Opmerking verdient dat de vergoedingen voor de proceskosten en het griffierecht op grond van het onmiddellijk per 1 januari 2024 in werking getreden artikel 30a, vierde lid, van de Wet WOZ uitsluitend op een op naam van belanghebbende staande bankrekening dienen te worden uitbetaald.

6.Beslissing

Het Hof:
– bevestigt de uitspraak van de Rechtbank, behalve voor zover de heffingsambtenaar en de Staat niet zijn opgedragen het griffierecht aan belanghebbende te vergoeden,
– gelast dat de heffingsambtenaar het in beroep betaalde griffierecht van (2x € 182,50 =) € 365 aan belanghebbende vergoedt,
– gelast dat de Staat het in beroep betaalde griffierecht van (2x € 182,50 =) € 365 aan belanghebbende vergoedt,
– veroordeelt de heffingsambtenaar in de proceskosten van belanghebbende tot een bedrag van € 453,50, en
– gelast dat de heffingsambtenaar aan belanghebbende het in hoger beroep betaalde griffierecht van € 559 vergoedt.
Deze uitspraak is gedaan door mr.
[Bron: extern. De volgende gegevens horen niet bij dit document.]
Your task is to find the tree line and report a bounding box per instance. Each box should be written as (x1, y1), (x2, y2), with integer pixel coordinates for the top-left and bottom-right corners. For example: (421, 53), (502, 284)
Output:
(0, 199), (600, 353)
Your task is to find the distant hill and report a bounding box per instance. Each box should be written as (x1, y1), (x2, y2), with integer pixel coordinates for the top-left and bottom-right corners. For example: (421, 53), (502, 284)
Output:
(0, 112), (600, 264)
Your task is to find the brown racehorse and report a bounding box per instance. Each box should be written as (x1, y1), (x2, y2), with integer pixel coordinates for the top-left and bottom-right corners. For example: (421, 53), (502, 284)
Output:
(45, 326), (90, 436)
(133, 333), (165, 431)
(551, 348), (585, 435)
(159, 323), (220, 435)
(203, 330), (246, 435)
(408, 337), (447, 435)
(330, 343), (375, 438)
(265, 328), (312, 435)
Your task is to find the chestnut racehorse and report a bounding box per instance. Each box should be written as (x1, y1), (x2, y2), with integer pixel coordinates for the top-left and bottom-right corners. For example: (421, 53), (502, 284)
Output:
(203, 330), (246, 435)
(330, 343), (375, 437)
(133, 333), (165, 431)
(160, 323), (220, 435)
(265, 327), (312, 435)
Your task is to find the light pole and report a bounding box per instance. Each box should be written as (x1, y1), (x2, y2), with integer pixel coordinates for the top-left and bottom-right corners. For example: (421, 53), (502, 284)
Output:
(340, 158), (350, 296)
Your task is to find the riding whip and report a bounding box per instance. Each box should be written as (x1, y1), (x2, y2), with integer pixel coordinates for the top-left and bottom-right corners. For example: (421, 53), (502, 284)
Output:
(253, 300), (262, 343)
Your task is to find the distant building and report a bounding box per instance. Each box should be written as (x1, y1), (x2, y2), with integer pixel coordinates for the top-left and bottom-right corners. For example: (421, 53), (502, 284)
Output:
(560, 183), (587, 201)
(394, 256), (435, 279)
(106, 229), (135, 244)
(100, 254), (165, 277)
G.B.A. Brummer, raadsheer, in tegenwoordigheid van mr. E.D. Postema als griffier.
De beslissing is op 8 april 2025 in het openbaar uitgesproken.
De griffier, De raadsheer,
(E.D. Postema) (G.B.A. Brummer)
Deze uitspraak is in Mijn Rechtspraak geplaatst. Indien u niet digitaal procedeert wordt een afschrift aangetekend per post verzonden.
Tegen deze uitspraak kunnen beide partijen binnen zes weken na de verzenddatum beroep in cassatie instellen bij
de Hoge Raad der Nederlanden via het webportaal van de Hoge Raad www.hogeraad.nl.
Bepaalde personen die niet worden vertegenwoordigd door een gemachtigde die beroepsmatig rechtsbijstand verleent, mogen per post beroep in cassatie instellen. Dit zijn natuurlijke personen en verenigingen waarvan de statuten niet zijn opgenomen in een notariële akte. Als zij geen gebruik willen maken van digitaal procederen kunnen deze personen het beroepschrift in cassatie sturen aan
de Hoge Raad der Nederlanden (belastingkamer), postbus 20303, 2500 EH Den Haag.Alle andere personen en gemachtigden die beroepsmatig rechtsbijstand verlenen, zijn in beginsel verplicht digitaal te procederen (zie
www.hogeraad.nl).
Bij het instellen van beroep in cassatie moet het volgende in acht worden genomen:
1. bij het beroepschrift wordt een afschrift van deze uitspraak gevoegd;
2 - ( alleen bij procederen op papier) het beroepschrift moet ondertekend zijn;
3 - het beroepschrift moet ten minste het volgende vermelden:
a. de naam en het adres van de indiener;
b. de dagtekening;
c. een omschrijving van de uitspraak waartegen het beroep in cassatie is gericht;
d. de gronden van het beroep in cassatie.
Voor het instellen van beroep in cassatie is griffierecht verschuldigd. Na het instellen van beroep in cassatie ontvangt de indiener een nota griffierecht van de griffier van de Hoge Raad. In het cassatieberoepschrift kan de Hoge Raad verzocht worden om de wederpartij te veroordelen in de proceskosten.